Pandemic takes its toll on mental health of South Yorkshire emergency services staff with 11 percent more staff taking time off work
The toll that the coronavirus pandemic has taken on South Yorkshire emergency service workers has been laid bare in new information collected by the Local Democracy Reporting Service.
The number of staff from Barnsley, Rotherham, Sheffield and Doncaster hospitals, as well as South Yorkshire Police, South Yorkshire Fire and Rescue and Yorkshire Ambulance service who took time off work for a mental-health related issue rose by 11 per cent from 2019 to 2020.
Though information revealed under the Freedom of Information Act, it was disclosed that in 2019, 4,094 staff took time off work for mental-health related issued, which rose to 4,580 by 2020.

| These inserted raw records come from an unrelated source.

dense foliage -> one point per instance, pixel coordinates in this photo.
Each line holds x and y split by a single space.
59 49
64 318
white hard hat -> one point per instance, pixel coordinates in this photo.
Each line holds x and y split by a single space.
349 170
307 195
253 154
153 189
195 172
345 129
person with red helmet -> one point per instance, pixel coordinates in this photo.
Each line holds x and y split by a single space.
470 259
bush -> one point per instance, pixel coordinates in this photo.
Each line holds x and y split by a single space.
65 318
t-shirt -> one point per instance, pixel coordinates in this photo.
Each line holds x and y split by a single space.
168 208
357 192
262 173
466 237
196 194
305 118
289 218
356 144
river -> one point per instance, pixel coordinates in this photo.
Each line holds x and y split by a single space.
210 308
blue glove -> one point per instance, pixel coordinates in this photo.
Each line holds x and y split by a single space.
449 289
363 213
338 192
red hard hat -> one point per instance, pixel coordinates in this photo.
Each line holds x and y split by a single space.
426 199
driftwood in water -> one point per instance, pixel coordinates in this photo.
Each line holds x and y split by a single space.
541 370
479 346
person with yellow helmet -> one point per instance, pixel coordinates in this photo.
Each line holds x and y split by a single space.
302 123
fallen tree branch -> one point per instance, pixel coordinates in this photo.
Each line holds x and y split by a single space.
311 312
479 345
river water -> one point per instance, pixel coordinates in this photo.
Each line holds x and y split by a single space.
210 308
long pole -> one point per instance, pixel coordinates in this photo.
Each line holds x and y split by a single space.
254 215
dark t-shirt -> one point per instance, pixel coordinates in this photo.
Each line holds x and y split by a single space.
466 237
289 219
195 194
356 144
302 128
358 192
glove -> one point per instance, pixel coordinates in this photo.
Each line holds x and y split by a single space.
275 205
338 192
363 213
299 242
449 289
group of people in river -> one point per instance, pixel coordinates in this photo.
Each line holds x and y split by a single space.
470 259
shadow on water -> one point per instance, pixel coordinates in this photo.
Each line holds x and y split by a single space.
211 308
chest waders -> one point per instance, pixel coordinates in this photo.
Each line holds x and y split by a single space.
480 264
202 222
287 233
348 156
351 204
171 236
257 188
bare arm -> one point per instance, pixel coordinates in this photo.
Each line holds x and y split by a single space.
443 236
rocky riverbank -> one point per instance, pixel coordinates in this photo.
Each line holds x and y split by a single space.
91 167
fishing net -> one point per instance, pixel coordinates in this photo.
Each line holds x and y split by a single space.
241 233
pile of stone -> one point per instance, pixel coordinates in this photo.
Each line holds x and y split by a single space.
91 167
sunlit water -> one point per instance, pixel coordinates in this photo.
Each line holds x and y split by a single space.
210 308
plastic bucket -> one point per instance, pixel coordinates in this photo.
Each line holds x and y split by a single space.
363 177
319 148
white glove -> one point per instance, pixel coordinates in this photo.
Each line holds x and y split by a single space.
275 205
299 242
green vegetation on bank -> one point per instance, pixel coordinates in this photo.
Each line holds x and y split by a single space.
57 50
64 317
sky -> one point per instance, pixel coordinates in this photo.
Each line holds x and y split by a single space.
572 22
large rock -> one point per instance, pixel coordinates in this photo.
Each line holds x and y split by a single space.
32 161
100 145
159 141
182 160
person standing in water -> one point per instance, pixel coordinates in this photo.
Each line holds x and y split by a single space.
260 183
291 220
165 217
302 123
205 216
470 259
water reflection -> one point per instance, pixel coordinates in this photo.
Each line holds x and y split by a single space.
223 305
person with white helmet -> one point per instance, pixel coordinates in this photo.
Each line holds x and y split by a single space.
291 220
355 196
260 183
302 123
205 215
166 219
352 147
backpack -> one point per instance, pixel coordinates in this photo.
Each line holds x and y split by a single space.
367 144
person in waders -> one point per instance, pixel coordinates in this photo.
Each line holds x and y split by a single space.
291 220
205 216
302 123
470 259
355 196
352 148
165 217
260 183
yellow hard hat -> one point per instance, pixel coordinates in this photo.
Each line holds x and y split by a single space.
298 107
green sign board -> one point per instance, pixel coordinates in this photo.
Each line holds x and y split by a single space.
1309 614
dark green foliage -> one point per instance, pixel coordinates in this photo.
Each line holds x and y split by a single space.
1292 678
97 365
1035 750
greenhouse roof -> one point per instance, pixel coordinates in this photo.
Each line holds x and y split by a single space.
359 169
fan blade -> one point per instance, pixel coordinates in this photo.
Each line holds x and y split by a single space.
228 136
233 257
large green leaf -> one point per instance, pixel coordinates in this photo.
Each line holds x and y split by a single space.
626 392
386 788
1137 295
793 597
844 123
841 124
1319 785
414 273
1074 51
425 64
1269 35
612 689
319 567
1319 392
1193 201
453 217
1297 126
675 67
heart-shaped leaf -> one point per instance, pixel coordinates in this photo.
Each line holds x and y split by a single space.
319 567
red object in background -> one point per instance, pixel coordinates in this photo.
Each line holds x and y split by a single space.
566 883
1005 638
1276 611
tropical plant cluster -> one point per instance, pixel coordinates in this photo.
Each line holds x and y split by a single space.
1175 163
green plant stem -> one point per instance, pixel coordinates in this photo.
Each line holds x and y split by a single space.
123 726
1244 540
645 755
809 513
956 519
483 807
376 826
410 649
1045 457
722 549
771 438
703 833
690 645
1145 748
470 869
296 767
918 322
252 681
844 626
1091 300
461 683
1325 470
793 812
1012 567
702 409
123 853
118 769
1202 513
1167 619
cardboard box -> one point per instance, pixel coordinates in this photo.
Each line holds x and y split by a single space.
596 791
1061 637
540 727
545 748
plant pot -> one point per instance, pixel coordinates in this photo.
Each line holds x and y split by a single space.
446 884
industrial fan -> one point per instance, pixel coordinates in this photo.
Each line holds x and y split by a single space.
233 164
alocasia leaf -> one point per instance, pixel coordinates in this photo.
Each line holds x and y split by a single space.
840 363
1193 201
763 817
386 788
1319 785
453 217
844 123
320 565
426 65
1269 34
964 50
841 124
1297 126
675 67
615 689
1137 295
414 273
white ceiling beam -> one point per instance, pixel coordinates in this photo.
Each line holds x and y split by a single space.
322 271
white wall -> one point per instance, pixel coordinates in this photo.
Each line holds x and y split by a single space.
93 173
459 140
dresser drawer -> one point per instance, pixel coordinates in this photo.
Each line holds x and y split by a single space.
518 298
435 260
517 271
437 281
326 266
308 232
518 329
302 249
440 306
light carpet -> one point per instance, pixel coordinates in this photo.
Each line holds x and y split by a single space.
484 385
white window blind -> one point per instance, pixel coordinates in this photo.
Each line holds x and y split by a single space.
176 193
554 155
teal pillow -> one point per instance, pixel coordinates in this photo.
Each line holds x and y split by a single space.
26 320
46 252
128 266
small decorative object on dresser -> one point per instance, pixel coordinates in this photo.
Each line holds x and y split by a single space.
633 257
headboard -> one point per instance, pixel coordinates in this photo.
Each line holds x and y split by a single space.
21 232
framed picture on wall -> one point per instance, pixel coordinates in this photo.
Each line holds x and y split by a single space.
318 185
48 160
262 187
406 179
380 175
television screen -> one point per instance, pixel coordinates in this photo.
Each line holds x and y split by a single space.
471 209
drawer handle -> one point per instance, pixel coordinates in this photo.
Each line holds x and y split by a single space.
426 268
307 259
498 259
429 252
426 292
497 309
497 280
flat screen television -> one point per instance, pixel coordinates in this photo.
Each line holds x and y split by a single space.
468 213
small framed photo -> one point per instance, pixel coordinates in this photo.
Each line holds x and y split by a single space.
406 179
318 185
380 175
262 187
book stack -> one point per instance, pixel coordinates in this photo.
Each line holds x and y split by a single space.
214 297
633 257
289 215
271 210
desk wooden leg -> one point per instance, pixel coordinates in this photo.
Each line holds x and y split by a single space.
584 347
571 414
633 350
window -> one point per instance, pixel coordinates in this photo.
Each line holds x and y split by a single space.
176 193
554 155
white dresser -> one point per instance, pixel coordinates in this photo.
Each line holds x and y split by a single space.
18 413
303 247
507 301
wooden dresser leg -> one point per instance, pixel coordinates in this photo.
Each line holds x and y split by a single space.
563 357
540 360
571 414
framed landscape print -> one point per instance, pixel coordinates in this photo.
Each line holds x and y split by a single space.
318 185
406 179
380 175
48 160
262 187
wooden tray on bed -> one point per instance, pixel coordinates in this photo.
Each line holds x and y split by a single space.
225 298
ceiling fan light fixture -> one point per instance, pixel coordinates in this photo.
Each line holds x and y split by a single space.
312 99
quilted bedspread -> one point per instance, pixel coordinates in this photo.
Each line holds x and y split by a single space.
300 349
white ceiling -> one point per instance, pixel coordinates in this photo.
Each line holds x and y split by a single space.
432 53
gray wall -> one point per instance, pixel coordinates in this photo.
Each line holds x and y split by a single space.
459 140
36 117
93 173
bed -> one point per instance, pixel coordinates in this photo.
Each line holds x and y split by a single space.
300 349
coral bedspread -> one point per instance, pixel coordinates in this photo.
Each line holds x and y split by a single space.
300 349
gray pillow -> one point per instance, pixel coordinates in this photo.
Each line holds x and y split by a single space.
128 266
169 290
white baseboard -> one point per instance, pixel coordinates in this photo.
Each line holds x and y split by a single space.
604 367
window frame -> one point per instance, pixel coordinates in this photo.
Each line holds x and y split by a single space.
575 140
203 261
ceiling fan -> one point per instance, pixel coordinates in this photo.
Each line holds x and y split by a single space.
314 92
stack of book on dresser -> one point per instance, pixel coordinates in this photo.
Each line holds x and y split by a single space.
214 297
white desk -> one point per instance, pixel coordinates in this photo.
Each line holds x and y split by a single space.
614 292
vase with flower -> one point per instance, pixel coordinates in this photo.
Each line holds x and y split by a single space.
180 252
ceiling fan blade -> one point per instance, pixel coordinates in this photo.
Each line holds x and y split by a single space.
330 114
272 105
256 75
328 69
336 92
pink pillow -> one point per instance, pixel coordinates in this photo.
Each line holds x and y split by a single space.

Only South Yorkshire Fire and Rescue Service bucked the trend, with 38 per cent fewer staff off sick for mental health conditions in 2020, compared to 2019.
The percentage of staff at Barnsley Hospital was the highest, with 26 per cent more staff taking time off in 2020 compared to 2019.
At Doncaster’s hospital the figure is three percent, at Sheffield teaching Hospitals NHS Trust the 13 per cent more staff took time off, and in Rotherham the difference is two percent.
At Yorkshire Ambulance Service, 22 percent more staff took time off last year.
For South Yorkshire Police, 168 members of staff took time off for mental health reasons in 2020, at a loss of 5776 working days.
Although figures for the whole workforce were not provided, previous data shows that 103 South Yorkshire Police officers took time off in 2019.
A spokesperson for the GMB Union said that sickness absence rates across Yorkshire are higher than the national average, and that the union is concerned about staff suffering form burnout, exhaustion and PTSD.
The spokesperson added: “It’s now more than a year since the start of the pandemic and no one can deny the impact it has had on all workers within the NHS.
“Sickness absence rates in Yorkshire continue to be above the national average despite vaccine rollout gaining pace.
“GMB is still concerned about the Government’s announcement of mandatory vaccination for social care, with reports that some local NHS Trusts are looking to do the same.
“Staff vaccination take up and discussions continue to be a priority, with some hospital trusts rolling out mandatory training for all managers with responsibility for sickness absence management.
“There are increasing numbers of people suffering with long covid and the list of symptoms continues to grow, with many having to take further time off work.
“These absences have been treated in a variety of ways by different employers, but overall additional support measures have not been there, leaving sick staff fighting to be paid only adding to financial pressures.
“Our members say compared to 12 months ago, working during the pandemic has had a serious negative impact on their mental health.
“From fears of taking covid home and not being able to see family and friends, to balancing work and caring responsibilities.
“With real concerns about burnout, exhaustion and PTSD GMB continues to campaign for improved access to mental health support at work.
“We are calling for a just, learning culture and for recognition, pay protection and a flexible approach to individuals suffering with long covid.”
However, hospital bosses say they have put in place a number of measures to help staff cope if they are struggling with a mental health condition.
Steve Ned, director of workforce at The Rotherham NHS Foundation Trust, said: “We take the health and wellbeing of our colleagues seriously and we have invested in a number of support options for any colleagues to access if they would find them beneficial.”
Jackie Cole, head of operations for South Yorkshire at Yorkshire Ambulance Service NHS Trust, said that he health and wellbeing of staff is taken “very seriously”, adding: “We work closely with our trade union colleagues to ensure the most appropriate initiatives are developed and we regularly signpost our staff to regional and national programmes.”
A Sheffield Teaching hospitals NHS Trust spokesperson told the local democracy reporting service that the cause of the illness is “not necessarily work related”, and that support is available for staff, such as a 24 hour telephone counselling service, calm rooms, and are creating more outdoor spaces for staff.
At South Yorkshire Fire and Rescue Service, a specialist team of staff support anyone who has experienced a traumatic incident, and has introduced an employee assistance programme that gives our staff access to confidential 24/7 support on mental health and other life-related issues.